Linear Regression Part 1: Simple Linear Regression
In this post, we’ll go over the basics of simple linear regression. Linear regression will be our first foray into predictive modeling. The models we’ve looked at in the past (t-tests, ANOVA) have focused solely on inference; although this is useful, regression will be a building block for a lot more use cases.
The Data
We’ll be using data from the 2015-16 standings on Basketball Reference. We’ll be scraping this using the following code and storing the data in a tibble called standings
. I added notes to explain what each line does.
library(rvest)
library(dplyr)
url <- "http://www.basketball-reference.com/leagues/NBA_2016_standings.html"
standings <- url %>%
# Input the css selector
read_html('#confs_standings_E') %>%
html_table() %>%
# Results are in a list with many elements
# We want the first two
.[1:2] %>%
# We bind the two elements into one tibble
bind_rows() %>%
# Team names are listed under two different columns separated by conference
# We'll combine them under the field 'Team'
# We also make a new column that shows the average difference in points
mutate(Team = ifelse(is.na(`Eastern Conference`), `Western Conference`,
`Eastern Conference`),
`PDiff/G` = `PS/G` - `PA/G`) %>%
select(Team, W, L, `PS/G`, `PA/G`, `PDiff/G`)

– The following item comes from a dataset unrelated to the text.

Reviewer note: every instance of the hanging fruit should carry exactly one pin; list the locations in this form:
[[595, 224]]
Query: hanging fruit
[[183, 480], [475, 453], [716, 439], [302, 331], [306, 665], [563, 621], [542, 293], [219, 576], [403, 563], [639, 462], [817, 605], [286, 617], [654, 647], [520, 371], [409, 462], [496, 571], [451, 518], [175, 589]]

You might notice a lot of accents around column names. Those are used on names that are not syntactically valid. These could be column names with blank spaces, punctuation, or slashes. If the accents become annoying, the make.names
function will make column names valid.
Initial Analysis
Lets take a look at the effect of PDiff/G
on wins, W
. PDiff/G
is a column we created that shows the difference between a team’s average points scored per game and average points scored against per game. One would expect a higher value for this difference would result in more wins.
Let’s start by plotting the relationship between the two using a scatter plot.
library(ggplot2)
standings %>%
ggplot(aes(x = `PDiff/G`, y = W)) +
geom_point() +
geom_smooth(method = "lm", se = F) +
labs(x = "Point Differential Per Game", y = "Wins")
The blue line represents the line of best fit for this relationship (we’ll get into more detail in the next section). Overall, the variables appear to have a strong linear relationship as most points do not stray very far from this line.
Simple Linear Regression
Simple linear regression involves a dependent variable (what we are trying to predict) and one independent variable. In this example, we’ll try to predict how many wins a team has by their average point differential.
The linear regression model is implemented with the following equation: \(\\hat{y} = b\_{0} + b\_{1}x\) Here, $\hat{y}$ is our predicted value for the dependent variable. b0 is our intercept term; this is what our predicted value of y would be when the value of our independent variable is 0. b1 is the slope (referred to as the coefficient) of x, our independent variable. For every one unit increase in x, our predicted value of y would increase by this coefficient estimate.
The linear model estimates intercept and coefficient values that represent a line of best fit. Best fit is determined by what type of regression model we are using. The most common, and what we’ll be using today, is ordinary least squares (OLS). OLS determines best fit by whatever line minimizes the sum of squared residuals, or errors (differences between y and $\hat{y}$)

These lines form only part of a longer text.